Quisiera comenzar esta meditación resaltando un aspecto
de la oración colecta de hoy, que llamó mi atención. Dice ese fragmento de la
oración: “Padre nuestro, que acompañas bondadosamente a tu pueblo en la fiel espera
del nacimiento de tu Hijo…”
El Padre Dios es quien nos
acompaña con su bondad mientras esperamos el nacimiento de su Hijo engendrado
en el seno de María. El Padre se pone en un rol activo de acompañar, pero no a
su Hijo, sino a nosotros su pueblo. Él permanece a nuestro lado mientras los
misterios de la salvación se despliegan a favor de su pueblo. Ya que Él nos ha
prometido desde antiguo “Yo seré tu
Dios, y tu serás mi pueblo”.
Solo Dios puede acompañar lo
que significa e implica la espera de Dios mismo.
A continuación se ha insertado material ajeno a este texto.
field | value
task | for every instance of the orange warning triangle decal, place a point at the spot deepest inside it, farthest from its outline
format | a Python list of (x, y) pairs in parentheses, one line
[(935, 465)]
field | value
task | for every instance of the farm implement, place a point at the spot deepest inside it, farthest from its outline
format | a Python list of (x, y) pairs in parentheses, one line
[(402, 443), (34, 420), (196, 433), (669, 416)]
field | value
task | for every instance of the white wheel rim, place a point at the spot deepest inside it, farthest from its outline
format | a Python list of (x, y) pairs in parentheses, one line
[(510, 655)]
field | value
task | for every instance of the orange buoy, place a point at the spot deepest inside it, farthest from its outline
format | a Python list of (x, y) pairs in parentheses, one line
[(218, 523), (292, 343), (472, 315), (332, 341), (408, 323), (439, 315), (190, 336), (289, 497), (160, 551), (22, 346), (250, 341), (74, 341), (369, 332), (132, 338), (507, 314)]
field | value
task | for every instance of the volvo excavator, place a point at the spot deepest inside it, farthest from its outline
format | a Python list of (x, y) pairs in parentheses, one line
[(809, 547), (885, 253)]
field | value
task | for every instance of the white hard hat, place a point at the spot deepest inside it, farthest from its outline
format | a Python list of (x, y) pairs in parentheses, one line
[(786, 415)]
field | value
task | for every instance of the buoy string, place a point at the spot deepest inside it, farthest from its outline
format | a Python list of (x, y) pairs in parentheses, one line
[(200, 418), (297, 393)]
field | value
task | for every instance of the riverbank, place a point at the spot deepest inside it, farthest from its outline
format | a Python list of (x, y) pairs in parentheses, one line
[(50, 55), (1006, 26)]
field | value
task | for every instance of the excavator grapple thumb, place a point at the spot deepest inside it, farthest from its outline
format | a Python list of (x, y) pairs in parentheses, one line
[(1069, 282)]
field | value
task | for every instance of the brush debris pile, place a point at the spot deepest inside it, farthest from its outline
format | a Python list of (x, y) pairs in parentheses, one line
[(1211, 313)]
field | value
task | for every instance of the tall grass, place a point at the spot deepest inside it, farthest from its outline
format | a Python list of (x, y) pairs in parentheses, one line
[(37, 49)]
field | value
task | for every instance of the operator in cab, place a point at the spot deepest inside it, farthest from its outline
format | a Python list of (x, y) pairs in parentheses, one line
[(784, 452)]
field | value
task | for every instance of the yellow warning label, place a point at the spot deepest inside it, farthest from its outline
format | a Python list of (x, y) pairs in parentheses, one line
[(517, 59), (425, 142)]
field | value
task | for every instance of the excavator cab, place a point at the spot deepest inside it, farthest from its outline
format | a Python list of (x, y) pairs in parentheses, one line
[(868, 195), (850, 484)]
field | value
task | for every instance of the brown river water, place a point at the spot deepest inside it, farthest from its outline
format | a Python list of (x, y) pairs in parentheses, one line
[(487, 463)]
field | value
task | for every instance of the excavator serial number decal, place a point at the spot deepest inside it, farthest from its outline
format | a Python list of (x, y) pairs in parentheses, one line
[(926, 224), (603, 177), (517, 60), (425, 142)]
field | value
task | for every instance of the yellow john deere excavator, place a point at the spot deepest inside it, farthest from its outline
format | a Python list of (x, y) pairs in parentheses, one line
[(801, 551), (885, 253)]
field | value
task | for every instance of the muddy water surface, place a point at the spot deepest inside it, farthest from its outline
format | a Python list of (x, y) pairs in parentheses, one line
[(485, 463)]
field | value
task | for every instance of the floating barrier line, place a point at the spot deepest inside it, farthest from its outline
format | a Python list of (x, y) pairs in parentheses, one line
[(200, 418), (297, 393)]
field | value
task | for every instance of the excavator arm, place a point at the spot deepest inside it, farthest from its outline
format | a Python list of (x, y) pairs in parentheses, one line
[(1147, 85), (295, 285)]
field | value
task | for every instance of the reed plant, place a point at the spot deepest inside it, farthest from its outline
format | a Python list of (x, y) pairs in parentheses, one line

Dios Padre espera con nosotros
ansiosamente la venida de su Hijo, sus brazos ya están extendidos, su mirada
fija en el horizonte, su corazón dispuesto y colmado de alegría por la
generosidad del Hijo que viene, del Hijo que se abaja, del Hijo que se dona por
entero, por amor a su Pueblo haciéndose uno de su Pueblo.
No es una mera espera humana
surgida de nuestros mejores deseos o de nuestra frustración, sino que es una
espera sustentada en la espera del Padre, es una espera divina que late en
nuestro interior al unísono con el corazón del Padre. “¡El Señor, tu Dios, está
en medio de ti…!”
Este doble motivo: el Padre que
espera con nosotros y el Hijo que viene a nosotros, son los que provocan,
originan y sustentan “festejar con alegría su venida y alcanzar el gozo que
nos da su salvación”. No es una celebración humana más, sino la celebración
gozosa del Cielo y de la tierra del cielo en nuestras vidas de creyentes.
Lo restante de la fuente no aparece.